Constraints affect how motor skills develop. With regards to free throws, the limit specific movement and the encouragement of certain movements are also determined.  With regards to the Newell’s model of constraints, there for categories of constraints namely individual constraints and functional constraints, environmental constraints and task constraints (Enders, 2015).  Individual constraints are based on the person’s physiological and morphological structure of the body such as weight, muscle mass, and height. This also includes the nervous and cardiovascular systems. The functional constraints are related to behavioural functions such as the level of motivation, attention, and feelings (Eberle, Peters & Gura, 2017).

Conversely, the environmental constraints are those that affect how motor skills develop and are outside of the body. This includes factors such as gravity, surfaces, cultural norms.  For example, gender typing refers to the socially determined masculine and feminine characteristics.  Similarly, the task constraints are found outside the body and are explicitly related to the goal and skills at hand (Dunne, 2016). The rules guiding the task and the available equipment plays a significant role.

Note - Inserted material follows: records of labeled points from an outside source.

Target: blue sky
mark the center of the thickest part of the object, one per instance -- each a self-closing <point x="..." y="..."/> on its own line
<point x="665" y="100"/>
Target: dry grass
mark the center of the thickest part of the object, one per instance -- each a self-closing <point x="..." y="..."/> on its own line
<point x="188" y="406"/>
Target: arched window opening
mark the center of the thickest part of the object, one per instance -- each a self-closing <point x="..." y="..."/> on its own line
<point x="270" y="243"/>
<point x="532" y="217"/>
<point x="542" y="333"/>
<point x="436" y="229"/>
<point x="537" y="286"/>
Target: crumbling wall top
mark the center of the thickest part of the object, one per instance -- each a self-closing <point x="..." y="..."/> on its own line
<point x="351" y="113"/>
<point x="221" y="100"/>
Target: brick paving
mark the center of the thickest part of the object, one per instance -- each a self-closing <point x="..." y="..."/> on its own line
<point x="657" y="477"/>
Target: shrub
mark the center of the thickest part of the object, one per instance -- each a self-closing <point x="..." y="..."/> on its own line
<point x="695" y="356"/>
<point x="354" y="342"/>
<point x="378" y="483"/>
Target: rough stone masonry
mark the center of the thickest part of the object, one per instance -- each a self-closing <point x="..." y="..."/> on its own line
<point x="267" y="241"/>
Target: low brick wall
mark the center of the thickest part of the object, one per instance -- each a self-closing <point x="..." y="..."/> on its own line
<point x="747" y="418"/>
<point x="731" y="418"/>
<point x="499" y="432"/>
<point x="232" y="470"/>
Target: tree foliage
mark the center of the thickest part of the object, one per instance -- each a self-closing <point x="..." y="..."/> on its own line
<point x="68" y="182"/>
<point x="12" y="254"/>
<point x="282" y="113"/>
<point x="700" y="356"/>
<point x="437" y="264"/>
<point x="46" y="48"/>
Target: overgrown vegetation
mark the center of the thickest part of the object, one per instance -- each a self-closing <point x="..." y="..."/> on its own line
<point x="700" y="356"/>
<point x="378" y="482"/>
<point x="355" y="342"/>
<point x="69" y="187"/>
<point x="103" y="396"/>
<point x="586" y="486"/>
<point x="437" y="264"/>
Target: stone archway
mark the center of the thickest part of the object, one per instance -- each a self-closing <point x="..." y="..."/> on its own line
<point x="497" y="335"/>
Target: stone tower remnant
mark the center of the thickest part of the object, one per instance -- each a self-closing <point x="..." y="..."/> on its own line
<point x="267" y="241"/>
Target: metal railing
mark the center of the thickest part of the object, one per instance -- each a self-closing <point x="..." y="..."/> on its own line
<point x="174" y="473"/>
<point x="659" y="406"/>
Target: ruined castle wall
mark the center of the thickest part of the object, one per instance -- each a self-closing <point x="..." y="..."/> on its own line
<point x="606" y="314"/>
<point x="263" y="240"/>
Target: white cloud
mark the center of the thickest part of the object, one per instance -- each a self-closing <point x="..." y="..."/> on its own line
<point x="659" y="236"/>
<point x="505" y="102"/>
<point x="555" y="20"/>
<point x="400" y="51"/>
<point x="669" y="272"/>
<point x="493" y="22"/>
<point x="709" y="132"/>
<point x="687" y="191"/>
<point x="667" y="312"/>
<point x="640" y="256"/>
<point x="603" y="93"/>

A rate limiter is a constraint that suppresses the emergence of motor skills.  For example, a four-year-old who is attempting to shoot a free throw on an 8-foot goal but he lacks the muscular strength to do so. Accordingly, the muscular system would be regarded as a rate limiter. Notably, the body has dynamic systems such as skeletal, hormonal and muscular that define the person but also acts as a rate limiter (Deckers, 2018). Until the rate limiter is outgrown, it when the individual can change or emerge. It is imperative to interact with the performer’s environment and the tasks required to determine the rate limiter, for there are some dynamic systems that may develop slowly in the young or even degraded faster among adults.  Therefore, the slow development process of body systems is known as rate limiters. They are individual systems or constraints that tend to hold back the development of a motor skill especially for somebody the process of learning how to shoot free throws (Correia et al., 2019).  Examples of rate limiting constraints are systems that prevent the growth and development such as muscle, skeletal and neurological. This is more prevalent as people age, and the body starts to break down and develop arthritis. This tends to affect the rate of physical activity among older adults and leads to a loss of muscle mass. Notably, older adults tend to suffer from such health problems caused by aging and limited the ability to control their movement during free-throw shooting (Roettger et al., 2015).

Based on the Perception-Action concept, there are functions that the environment can provide that promote the development of motor behaviour. This function is termed as affordance. Affordance is also known as rate controllers as they help to create opportunities either through places or events within the environment that stimulate motor development (Renshaw et al., 2015). They allow the body to scale up. For example, if the child is practicing free throws and the rim is too high, the height can be reduced so that he can be able to shoot free throws effectively.